JAYDEN ALI  J’ai deux cercles d’amis très proches et nous allons souvent dîner chez les uns et les autres, à tour de rôle. Nous essayons de nous retrouver toutes les six semaines, mais cela ne tourne pas vraiment autour de la cuisine. Cela peut finir avec un plat à emporter ou des restes. Il s’agit davantage de partager un repas et de parler de la vie en général. C’est un moment où vos proches sont attentifs à vous et où vous pouvez dire ou faire ce que vous voulez dans un endroit dans lequel vous vous sentez bien.

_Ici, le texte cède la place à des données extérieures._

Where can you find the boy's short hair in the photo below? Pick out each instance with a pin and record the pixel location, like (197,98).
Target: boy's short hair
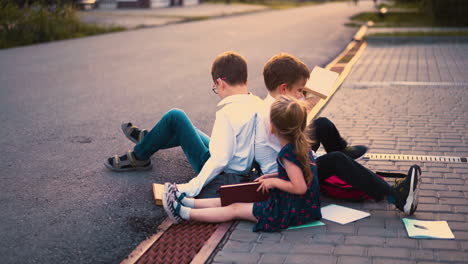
(284,68)
(231,67)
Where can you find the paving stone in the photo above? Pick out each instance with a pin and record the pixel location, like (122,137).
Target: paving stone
(350,250)
(401,242)
(273,247)
(272,259)
(421,254)
(378,231)
(244,235)
(453,256)
(312,248)
(439,244)
(237,246)
(229,257)
(389,252)
(353,260)
(312,259)
(391,261)
(364,240)
(270,237)
(328,239)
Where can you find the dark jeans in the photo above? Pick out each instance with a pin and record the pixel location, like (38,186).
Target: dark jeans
(323,131)
(347,169)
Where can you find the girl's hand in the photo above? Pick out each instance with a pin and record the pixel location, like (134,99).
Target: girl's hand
(266,185)
(266,176)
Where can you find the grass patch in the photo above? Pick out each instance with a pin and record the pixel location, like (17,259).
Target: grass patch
(396,19)
(422,34)
(40,23)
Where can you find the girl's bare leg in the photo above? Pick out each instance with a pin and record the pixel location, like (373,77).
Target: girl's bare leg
(222,214)
(207,203)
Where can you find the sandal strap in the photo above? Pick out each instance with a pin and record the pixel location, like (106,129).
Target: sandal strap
(142,134)
(131,158)
(177,208)
(181,197)
(117,162)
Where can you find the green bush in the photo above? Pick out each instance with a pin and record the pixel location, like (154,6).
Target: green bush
(38,23)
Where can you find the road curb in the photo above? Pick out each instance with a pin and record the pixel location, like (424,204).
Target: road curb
(350,54)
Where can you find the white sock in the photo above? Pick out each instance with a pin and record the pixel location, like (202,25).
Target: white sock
(184,211)
(187,201)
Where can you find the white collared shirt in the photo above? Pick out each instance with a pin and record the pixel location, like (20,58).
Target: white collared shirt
(232,140)
(267,145)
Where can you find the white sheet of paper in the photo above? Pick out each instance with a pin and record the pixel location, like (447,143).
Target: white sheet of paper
(321,82)
(342,215)
(428,229)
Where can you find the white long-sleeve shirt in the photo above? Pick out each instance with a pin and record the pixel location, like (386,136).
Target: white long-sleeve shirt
(267,145)
(232,141)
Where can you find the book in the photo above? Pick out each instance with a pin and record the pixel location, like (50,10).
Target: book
(428,229)
(321,82)
(342,215)
(241,193)
(311,224)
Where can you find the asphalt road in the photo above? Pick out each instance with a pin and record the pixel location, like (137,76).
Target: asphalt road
(61,105)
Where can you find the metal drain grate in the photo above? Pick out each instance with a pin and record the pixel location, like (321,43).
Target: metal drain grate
(179,244)
(423,158)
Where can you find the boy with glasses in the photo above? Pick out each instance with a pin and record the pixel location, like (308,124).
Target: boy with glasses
(230,149)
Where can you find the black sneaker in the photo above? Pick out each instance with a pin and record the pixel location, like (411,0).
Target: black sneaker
(406,191)
(355,152)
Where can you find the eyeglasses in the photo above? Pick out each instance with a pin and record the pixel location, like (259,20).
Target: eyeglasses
(215,83)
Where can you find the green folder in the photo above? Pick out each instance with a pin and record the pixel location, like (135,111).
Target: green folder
(428,229)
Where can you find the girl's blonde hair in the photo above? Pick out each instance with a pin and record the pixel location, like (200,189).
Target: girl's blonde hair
(289,119)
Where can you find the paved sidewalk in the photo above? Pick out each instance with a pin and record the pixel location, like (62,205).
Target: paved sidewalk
(425,113)
(135,18)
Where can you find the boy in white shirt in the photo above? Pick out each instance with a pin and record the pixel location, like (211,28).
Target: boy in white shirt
(230,149)
(286,75)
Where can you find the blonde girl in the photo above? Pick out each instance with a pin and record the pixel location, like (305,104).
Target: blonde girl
(294,190)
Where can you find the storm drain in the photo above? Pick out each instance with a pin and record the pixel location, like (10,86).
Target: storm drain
(179,243)
(396,157)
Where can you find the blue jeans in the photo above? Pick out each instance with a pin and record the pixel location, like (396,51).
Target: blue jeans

DANIELLE PENDER  J’aime cette idée de commander un repas à emporter. Cela permet avant tout de partager un moment convivial et non de chercher à organiser le dîner parfait.

CHARLIE PORTER  Je suis un fervent partisan des repas à emporter quand il s’agit de recevoir. C’est très pratique lorsque vous avez des amis qui ne vivent pas dans la zone d’un restaurant particulier. Certains de nos amis viennent chez nous pour manger des plats de chez Tayyabs. J’aime également aller dîner chez mes parents, que je n’ai pas vus pendant longtemps à cause de la pandémie. J’adore regarder ma mère cuisiner. Je suis souvent émerveillé par sa cuisine, très simple mais absolument délicieuse. Ce sont ma mère et ma grand-mère qui m’ont appris à cuisiner et comme la cuisine occupe toutes mes pensées, c’est un peu comme si je pensais à ma mère tout le temps. C’est un beau lien qui nous unit.

Erchen Chang Directrice créative de BAO, chaîne de restaurants londoniens à succès. La cheffe taïwanaise a étudié la sculpture et les médias à la Slade School of Fine Art de Londres. 

Jayden Ali Architecte à la croisée de l’architecture, de la stratégie urbaine, de l’art et de la performance, Jayden Ali est le co-conservateur du Pavillon britannique à la Biennale d’architecture de Venise en 2023.

Charlie Porter Écrivain, critique de mode, conservateur d’art et conférencier en mode à l’université de Westminster. Il vit à Londres. Il est l’auteur de "What Artists Wear".